Esse evento fica arquivado no cérebro, mas é salvo sem estar associado aos pensamentos que o acompanharam naquele dia e nos dias seguintes. Além disso, o cérebro, que é muito bom para nós e sempre quer nos proteger, confina profundamente esse evento para que essa criança possa continuar com sua vida normal.
Alguns anos se passam e esse menino completa 18 anos. Sua maior esperança é tirar a carteira de motorista, mas no primeiro dia de aula prática e já dentro do carro, ele começa a ficar muito ansioso e nervoso, tanto que não se vê capaz de ligar o carro e dirigir, sem saber por quê.
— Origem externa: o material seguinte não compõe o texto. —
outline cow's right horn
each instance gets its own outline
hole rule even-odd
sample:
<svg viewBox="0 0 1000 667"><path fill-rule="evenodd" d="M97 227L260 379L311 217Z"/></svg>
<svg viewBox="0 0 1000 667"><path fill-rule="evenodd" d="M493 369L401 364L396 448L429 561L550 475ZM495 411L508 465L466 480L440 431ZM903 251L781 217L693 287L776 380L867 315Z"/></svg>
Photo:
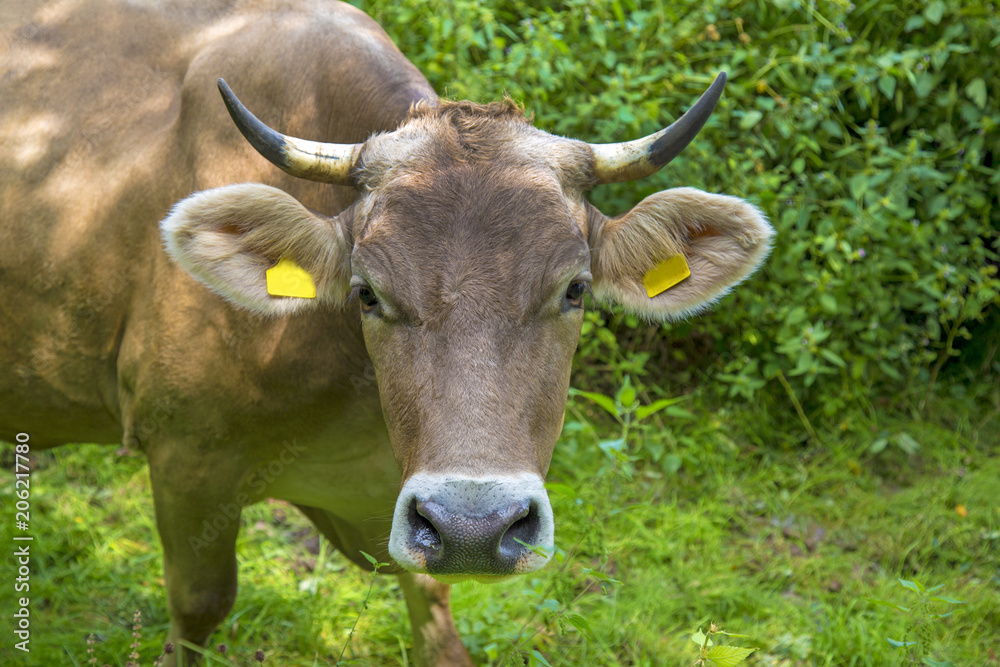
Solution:
<svg viewBox="0 0 1000 667"><path fill-rule="evenodd" d="M219 79L219 92L239 131L276 167L311 181L353 185L351 170L364 144L327 144L287 137L250 113L223 79Z"/></svg>
<svg viewBox="0 0 1000 667"><path fill-rule="evenodd" d="M594 151L594 177L598 183L622 183L645 178L673 160L691 143L722 96L726 73L715 78L694 106L670 127L635 141L590 144Z"/></svg>

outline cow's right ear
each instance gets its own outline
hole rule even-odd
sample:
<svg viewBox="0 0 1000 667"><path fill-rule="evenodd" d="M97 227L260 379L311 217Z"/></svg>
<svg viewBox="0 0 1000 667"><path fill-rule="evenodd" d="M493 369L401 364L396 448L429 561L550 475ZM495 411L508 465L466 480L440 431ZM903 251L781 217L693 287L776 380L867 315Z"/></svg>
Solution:
<svg viewBox="0 0 1000 667"><path fill-rule="evenodd" d="M351 215L348 209L326 218L277 188L245 183L191 195L174 206L160 229L167 253L188 273L238 306L278 316L346 300L351 246L344 218ZM279 260L309 274L315 298L269 293L267 271ZM296 273L293 278L308 285Z"/></svg>

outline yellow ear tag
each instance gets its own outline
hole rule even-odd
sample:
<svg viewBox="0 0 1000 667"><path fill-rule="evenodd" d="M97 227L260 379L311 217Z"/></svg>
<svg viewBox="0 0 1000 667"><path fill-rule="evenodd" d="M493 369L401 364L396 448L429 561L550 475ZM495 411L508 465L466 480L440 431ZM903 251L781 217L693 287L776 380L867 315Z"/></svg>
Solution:
<svg viewBox="0 0 1000 667"><path fill-rule="evenodd" d="M300 299L316 298L316 283L309 272L282 257L266 271L267 293L271 296L297 296Z"/></svg>
<svg viewBox="0 0 1000 667"><path fill-rule="evenodd" d="M652 299L690 275L691 269L688 267L684 255L674 255L647 271L646 275L642 277L642 284L646 286L646 294Z"/></svg>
É neste momento que ele revive o que aconteceu naquela tarde quando tinha 7 anos.
O que acontece é que a partir de uma experiência dolorosa para a pessoa, a informação é armazenada no cérebro de uma forma disfuncional. Quando arquivadas desta forma, as informações não podem ser integradas ou utilizadas pela pessoa.
No caso de crianças que sofreram abuso, negligência ou abandono, o cérebro aprende a se proteger e pode adotar dois modos diferentes de funcionamento. Pode se tornar um cérebro hipervigilante, ou seja, o cérebro fica constantemente alerta, mesmo diante de estímulos que não são perigosos ou que colocam a vida da pessoa em risco. Nosso corpo reage como se algo ruim estivesse acontecendo.
Mas isto não para por aí; Nosso cérebro também pode adotar uma forma contrária à hipervigilância, ou seja, pode estar subativado. Nessas situações ele fica bloqueado e podemos não nos lembrar de muitas das memórias relacionadas a esse evento perturbador. Esse processo permitirá ao indivíduo contar o acontecimento de forma neutra e sem carga emocional, como se estivesse se separando dele.
Vantagens e desvantagens desta proteção
Que o nosso cérebro nos proteja desta forma pode ser muito vantajoso, pois nos liberta do sofrimento e nos permite continuar com a nossa vida, mas a verdade é que No longo prazo, tem consequências múltiplas e desconfortáveis.
Talvez as emoções de quem vive esta experiência estejam anestesiadas, ou pode haver momentos em que comecem a sentir alguma ansiedade e não saibam porquê. Possivelmente você experimentou algo que o levou àquela memória oculta do passado, então, se você não trabalhar nisso, o efeito dessa memória pode aparecer repetidamente.
Às vezes, é muito difícil detectar que os danos do passado ainda continuam no presente, pois, como expliquei anteriormente, as emoções, e às vezes também as memórias, estão dissociadas ou bloqueadas. Mas é importante trabalhar essas experiências, pois em alguns casos podem levar ao aparecimento de distúrbios. Lembre-se, o passado não pode ser esquecido, mas podemos trabalhar nele para não revivê-lo constantemente e continuar a nos prejudicar.